Active Learning

Resources for research on "inquisitive" machine learning.

Mailing List

There is a group intended for announcements and discussions regarding active learning research.

Subscribe to Active Learning (Machine Learning)
Email:
Visit this group

Active Learning Book

Synthesis Lectures on Artificial Intelligence and Machine Learning
Morgan & Claypool Publishers, June 2012, 114 pages

Burr Settles
Carnegie Mellon University

Online supplementary materials coming soon.

Abstract

The key idea behind active learning is that a machine learning algorithm can perform better with less training if it is allowed to choose the data from which it learns. An active learner may pose "queries," usually in the form of unlabeled data instances to be labeled by an "oracle" (e.g., a human annotator) that already understands the nature of the problem. This sort of approach is well-motivated in many modern machine learning and data mining applications, where unlabeled data may be abundant or easy to come by, but training labels are difficult, time-consuming, or expensive to obtain.

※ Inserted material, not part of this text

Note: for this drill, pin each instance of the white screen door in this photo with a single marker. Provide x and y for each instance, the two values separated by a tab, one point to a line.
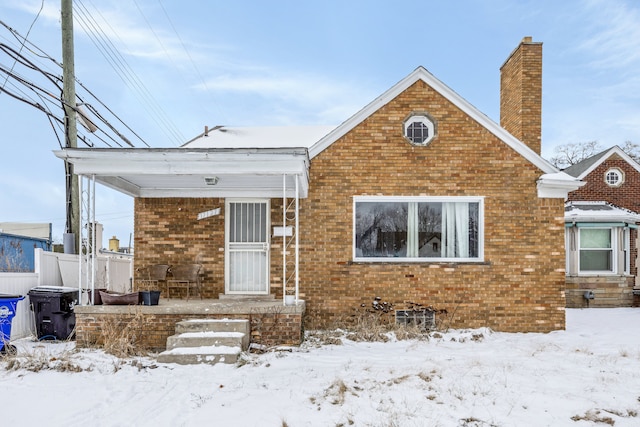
247	247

This book is a general introduction to active learning. It outlines several scenarios in which queries might be formulated, and details many query selection algorithms which have been organized into four broad categories, or "query selection frameworks." We also touch on some of the theoretical foundations of active learning, and conclude with an overview of the strengths and weaknesses of these approaches in practice, including a summary of ongoing work to address these open challenges and opportunities.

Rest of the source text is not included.